役員退職金の早見表のサムネイル。退職金額別の税額・手取り・実質税率の一覧(勤続30年の例)
役員退職金には「いくらまで会社の損金にできるか」と「受け取った個人の税金・手取りはいくらか」という2つの計算があります。本記事はその両方を早見表にしました。結論を先に言うと、勤続30年なら退職金1,000万円は所得税・住民税とも無税(退職所得控除1,500万円)、3,000万円でも税金は約186万円・手取り約2,814万円(実質税率6.2%)です。役員報酬や配当で受け取る場合に比べ、退職金の税負担は際立って軽くなります。損金算入の目安(功績倍率法)から税金・手取りの計算まで、元国税調査官の税理士が実額で示します。

Two Questions

役員退職金の2つの計算——「出せる額」と「残る額」

① 会社側:いくらまで損金にできるか(功績倍率法)

役員退職金に法律上の上限はありませんが、不相当に高額な部分は損金不算入です(法人税法34条2項)。何が「不相当に高額」かは、法人税法施行令70条2号により、①その役員の業務従事期間 ②退職の事情 ③同業種・類似規模法人の役員退職金の支給状況などに照らして判断されます。功績倍率法は、この相当性を検討するために実務・裁判例で定着している代表的な算定方法であって、「倍率3.0までなら損金にできる」という法定の上限ではありません

適正額の目安 = 最終報酬月額 × 勤続年数 × 功績倍率

② 個人側:税金を引いていくら残るか(退職所得課税)

受け取る側は退職所得として、①退職所得控除(勤続20年まで年40万円・20年超は年70万円)②控除後の2分の1課税(役員としての勤続年数が5年以下の「特定役員退職手当等」には適用されません) ③他の所得と合算しない分離課税、という優遇を受けます。

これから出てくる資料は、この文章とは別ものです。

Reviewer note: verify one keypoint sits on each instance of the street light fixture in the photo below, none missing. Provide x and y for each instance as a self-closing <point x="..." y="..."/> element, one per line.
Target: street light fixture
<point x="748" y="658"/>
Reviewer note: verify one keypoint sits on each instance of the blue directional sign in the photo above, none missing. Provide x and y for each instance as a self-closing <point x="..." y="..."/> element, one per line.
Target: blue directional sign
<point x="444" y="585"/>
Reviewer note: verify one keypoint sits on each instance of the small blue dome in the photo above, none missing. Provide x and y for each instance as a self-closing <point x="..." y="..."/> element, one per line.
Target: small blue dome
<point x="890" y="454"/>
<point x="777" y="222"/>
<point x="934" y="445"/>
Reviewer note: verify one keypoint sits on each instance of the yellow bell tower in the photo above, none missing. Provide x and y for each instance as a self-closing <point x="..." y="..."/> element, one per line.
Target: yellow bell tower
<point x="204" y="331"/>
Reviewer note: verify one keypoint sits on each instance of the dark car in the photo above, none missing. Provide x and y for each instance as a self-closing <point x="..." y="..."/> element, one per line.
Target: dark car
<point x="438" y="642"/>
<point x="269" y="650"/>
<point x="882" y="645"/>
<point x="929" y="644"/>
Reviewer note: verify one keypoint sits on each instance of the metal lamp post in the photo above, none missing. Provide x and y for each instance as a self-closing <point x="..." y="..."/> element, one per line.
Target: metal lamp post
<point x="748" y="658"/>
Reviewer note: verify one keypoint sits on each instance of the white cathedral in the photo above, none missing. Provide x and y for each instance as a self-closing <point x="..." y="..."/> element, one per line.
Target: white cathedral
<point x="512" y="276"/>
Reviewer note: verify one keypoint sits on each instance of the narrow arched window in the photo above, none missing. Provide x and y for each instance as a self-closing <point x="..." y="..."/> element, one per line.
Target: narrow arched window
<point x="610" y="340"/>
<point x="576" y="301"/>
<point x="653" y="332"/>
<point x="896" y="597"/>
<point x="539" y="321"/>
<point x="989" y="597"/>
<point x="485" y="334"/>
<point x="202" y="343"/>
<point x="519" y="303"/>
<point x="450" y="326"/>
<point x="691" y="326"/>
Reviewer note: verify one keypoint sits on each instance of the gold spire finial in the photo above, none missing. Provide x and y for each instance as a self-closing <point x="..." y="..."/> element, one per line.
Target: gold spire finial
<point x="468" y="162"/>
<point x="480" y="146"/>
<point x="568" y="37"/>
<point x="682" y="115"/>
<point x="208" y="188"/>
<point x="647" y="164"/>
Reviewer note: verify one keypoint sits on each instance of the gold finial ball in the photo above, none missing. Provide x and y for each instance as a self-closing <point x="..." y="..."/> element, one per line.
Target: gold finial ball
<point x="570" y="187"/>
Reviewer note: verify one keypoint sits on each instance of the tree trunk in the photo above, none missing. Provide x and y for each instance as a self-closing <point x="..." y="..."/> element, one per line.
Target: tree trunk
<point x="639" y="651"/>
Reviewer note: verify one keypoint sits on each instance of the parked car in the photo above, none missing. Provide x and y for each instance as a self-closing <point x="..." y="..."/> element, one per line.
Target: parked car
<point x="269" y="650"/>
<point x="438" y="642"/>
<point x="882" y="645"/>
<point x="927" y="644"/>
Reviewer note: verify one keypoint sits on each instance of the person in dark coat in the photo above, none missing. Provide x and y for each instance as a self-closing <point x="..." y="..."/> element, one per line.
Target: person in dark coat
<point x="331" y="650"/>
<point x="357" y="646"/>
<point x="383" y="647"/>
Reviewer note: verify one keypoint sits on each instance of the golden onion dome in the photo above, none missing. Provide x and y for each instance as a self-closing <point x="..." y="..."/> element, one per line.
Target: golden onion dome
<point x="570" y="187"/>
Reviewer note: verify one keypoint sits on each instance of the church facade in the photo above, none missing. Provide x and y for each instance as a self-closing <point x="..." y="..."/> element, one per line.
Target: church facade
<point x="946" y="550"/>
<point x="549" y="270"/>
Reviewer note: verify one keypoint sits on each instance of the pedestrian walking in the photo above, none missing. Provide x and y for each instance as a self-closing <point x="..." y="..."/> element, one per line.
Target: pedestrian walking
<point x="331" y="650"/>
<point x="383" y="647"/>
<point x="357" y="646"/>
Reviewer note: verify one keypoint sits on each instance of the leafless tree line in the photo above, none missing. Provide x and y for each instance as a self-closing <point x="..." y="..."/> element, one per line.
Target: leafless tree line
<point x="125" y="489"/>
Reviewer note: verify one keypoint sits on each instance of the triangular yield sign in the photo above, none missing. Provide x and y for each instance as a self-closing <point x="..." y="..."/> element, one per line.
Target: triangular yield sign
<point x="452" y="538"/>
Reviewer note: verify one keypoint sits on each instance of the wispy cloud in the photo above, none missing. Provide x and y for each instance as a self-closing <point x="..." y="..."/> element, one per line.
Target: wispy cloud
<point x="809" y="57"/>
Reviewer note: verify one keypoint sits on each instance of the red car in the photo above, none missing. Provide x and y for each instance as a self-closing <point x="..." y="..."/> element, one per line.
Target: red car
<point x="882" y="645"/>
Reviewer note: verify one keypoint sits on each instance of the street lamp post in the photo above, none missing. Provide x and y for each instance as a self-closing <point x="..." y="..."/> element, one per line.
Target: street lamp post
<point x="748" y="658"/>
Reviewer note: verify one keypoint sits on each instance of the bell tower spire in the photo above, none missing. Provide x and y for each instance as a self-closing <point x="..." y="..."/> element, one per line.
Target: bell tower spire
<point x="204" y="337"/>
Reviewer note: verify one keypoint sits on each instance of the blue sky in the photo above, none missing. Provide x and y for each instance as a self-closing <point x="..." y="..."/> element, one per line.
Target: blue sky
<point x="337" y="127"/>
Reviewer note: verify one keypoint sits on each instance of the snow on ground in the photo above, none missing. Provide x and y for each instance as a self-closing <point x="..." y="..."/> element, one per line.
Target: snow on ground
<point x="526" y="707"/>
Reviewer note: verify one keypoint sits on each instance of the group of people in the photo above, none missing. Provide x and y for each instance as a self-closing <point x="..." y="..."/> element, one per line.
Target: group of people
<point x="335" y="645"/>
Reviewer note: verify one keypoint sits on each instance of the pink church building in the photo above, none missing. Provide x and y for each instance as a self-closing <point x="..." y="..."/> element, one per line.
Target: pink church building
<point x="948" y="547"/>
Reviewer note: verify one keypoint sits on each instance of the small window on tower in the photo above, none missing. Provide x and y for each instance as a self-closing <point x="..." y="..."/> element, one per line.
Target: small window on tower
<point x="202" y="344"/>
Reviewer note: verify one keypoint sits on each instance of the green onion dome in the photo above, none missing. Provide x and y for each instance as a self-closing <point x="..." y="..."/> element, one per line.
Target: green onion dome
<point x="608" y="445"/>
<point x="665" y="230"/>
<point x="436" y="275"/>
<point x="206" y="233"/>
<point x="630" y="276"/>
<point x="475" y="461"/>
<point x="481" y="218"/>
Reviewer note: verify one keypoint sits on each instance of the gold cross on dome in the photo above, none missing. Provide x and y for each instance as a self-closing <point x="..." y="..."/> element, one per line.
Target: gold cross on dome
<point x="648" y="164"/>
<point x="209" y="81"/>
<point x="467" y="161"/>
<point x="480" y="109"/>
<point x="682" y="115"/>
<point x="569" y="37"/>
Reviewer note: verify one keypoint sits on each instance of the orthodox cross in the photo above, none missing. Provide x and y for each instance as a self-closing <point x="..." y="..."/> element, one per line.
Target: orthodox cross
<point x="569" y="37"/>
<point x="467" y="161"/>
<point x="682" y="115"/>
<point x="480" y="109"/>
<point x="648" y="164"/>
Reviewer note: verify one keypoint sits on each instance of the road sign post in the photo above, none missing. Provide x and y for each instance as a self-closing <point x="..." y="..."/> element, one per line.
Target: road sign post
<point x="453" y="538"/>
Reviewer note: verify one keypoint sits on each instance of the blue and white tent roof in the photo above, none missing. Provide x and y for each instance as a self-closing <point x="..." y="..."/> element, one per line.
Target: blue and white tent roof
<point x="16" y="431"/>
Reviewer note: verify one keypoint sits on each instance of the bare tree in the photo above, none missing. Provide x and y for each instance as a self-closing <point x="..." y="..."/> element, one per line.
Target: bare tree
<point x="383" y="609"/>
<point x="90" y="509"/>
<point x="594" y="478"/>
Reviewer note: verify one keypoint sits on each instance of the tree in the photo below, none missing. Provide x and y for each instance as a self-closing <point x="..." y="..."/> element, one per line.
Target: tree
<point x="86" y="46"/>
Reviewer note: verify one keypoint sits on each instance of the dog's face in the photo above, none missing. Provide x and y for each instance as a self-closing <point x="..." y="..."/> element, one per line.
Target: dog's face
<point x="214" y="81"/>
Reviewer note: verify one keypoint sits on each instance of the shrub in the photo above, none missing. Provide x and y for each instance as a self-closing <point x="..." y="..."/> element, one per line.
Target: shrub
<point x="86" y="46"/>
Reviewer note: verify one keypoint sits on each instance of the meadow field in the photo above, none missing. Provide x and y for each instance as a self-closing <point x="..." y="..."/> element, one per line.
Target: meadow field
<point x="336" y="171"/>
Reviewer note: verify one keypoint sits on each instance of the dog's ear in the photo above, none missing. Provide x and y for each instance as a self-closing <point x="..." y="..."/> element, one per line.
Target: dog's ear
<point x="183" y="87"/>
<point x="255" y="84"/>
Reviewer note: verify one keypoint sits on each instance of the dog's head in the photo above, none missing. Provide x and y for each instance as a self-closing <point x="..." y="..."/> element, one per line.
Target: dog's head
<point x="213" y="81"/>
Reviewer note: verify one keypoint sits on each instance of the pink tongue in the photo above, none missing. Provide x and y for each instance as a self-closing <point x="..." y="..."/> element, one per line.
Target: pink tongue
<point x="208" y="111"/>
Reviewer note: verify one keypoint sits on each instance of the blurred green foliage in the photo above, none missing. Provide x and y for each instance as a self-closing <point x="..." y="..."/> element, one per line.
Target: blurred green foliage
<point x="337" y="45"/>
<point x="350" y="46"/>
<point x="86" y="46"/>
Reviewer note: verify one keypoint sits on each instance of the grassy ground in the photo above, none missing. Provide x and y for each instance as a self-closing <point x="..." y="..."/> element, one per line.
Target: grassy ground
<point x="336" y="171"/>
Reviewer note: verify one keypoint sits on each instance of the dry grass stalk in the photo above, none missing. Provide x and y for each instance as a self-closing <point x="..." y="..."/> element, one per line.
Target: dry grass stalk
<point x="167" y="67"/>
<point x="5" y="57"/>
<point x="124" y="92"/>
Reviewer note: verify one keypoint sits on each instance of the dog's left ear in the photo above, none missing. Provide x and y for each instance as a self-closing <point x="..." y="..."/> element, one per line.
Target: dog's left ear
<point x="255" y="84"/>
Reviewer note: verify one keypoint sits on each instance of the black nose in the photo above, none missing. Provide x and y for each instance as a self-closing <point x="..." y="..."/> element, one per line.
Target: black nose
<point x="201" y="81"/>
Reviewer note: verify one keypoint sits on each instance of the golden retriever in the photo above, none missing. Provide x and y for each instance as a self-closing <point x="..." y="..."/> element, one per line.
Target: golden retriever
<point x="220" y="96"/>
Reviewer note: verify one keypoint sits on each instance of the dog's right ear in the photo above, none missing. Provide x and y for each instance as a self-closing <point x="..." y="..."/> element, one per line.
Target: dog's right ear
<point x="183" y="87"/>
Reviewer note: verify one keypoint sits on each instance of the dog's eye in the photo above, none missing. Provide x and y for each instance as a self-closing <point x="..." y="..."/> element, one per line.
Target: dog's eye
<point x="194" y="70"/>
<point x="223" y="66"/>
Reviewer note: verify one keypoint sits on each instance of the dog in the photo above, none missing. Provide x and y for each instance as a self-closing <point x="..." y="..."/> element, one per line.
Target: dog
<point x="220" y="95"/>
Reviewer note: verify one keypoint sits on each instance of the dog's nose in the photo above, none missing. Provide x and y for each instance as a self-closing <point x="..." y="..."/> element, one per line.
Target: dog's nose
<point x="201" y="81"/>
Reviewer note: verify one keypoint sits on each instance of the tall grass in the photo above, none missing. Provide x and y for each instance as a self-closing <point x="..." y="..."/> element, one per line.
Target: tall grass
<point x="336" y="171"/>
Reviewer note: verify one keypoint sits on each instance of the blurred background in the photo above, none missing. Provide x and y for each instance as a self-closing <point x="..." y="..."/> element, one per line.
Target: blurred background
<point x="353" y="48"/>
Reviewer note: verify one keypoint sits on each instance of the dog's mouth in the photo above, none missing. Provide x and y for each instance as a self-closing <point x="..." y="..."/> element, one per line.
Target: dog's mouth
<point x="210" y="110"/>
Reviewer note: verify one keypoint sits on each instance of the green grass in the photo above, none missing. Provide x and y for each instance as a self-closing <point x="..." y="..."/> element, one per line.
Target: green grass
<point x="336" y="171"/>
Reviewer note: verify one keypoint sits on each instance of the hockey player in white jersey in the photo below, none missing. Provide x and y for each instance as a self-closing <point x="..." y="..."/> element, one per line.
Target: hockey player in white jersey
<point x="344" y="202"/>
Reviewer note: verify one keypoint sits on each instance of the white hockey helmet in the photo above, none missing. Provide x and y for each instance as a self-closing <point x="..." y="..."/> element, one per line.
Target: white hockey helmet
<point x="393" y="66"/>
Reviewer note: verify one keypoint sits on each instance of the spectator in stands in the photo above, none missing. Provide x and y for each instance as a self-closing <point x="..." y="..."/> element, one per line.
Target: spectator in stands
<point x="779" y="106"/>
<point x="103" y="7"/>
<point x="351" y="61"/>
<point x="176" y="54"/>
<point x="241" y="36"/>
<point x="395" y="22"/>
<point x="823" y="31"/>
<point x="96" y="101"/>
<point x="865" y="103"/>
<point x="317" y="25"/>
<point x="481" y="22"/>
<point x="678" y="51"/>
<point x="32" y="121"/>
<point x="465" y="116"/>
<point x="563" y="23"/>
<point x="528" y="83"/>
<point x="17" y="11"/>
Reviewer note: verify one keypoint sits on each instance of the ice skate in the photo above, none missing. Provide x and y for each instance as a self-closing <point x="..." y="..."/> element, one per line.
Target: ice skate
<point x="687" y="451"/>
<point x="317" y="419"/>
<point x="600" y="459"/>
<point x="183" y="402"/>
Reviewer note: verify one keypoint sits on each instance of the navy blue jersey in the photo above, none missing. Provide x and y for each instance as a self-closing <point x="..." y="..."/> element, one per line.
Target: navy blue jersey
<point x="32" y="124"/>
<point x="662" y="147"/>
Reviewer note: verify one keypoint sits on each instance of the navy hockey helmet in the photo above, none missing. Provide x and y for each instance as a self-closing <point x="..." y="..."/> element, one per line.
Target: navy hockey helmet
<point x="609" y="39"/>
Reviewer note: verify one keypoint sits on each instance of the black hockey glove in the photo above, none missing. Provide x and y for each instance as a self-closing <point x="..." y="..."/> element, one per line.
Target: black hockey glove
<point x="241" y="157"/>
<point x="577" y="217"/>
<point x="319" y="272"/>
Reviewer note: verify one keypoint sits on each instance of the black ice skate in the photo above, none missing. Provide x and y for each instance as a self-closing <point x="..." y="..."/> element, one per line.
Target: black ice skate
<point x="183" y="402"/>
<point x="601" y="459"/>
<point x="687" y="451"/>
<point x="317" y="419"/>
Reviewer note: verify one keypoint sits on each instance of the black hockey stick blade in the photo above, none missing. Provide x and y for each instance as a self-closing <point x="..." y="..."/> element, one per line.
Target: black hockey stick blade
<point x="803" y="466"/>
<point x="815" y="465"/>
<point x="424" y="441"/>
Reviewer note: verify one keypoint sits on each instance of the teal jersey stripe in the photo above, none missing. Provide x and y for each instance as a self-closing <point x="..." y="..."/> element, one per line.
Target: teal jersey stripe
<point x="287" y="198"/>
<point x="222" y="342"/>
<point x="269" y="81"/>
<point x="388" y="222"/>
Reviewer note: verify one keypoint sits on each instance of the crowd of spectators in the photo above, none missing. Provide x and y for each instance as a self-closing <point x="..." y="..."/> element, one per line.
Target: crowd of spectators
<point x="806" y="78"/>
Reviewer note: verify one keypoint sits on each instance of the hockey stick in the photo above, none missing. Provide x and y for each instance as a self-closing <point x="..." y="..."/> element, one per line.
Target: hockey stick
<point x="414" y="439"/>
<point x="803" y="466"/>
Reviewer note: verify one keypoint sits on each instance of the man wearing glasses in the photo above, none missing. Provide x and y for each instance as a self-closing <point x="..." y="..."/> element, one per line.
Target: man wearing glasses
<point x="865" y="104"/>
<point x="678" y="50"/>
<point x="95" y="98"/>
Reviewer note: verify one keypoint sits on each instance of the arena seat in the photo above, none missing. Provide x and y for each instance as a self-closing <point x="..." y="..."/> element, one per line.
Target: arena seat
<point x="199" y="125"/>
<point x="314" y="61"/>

この2つを順番に確認していきます。

Deductible Limit

損金算入の目安 早見表(功績倍率法)

まず役位別の功績倍率の目安です。

役位別の功績倍率の実務上の目安。法令で定められた数値ではなく、裁判例・実務の傾向による目安です。
役位 功績倍率の目安 備考
社長(代表取締役) 2.0〜3.0 3.0が実務上の上限の目安。超える場合は個別の合理性説明が必要
専務・常務 2.0〜2.5 職責・在任実績に応じて設定
取締役(平取) 1.0〜1.8 非常勤はさらに低め
監査役 1.0〜1.8 常勤・非常勤で差

次に、実務上の上限の目安とされる功績倍率3.0(社長)で計算した損金算入の目安額です。専務・常務なら2.5、平取締役なら1.5前後を掛け直してください(式は上記のとおり単純な掛け算です)。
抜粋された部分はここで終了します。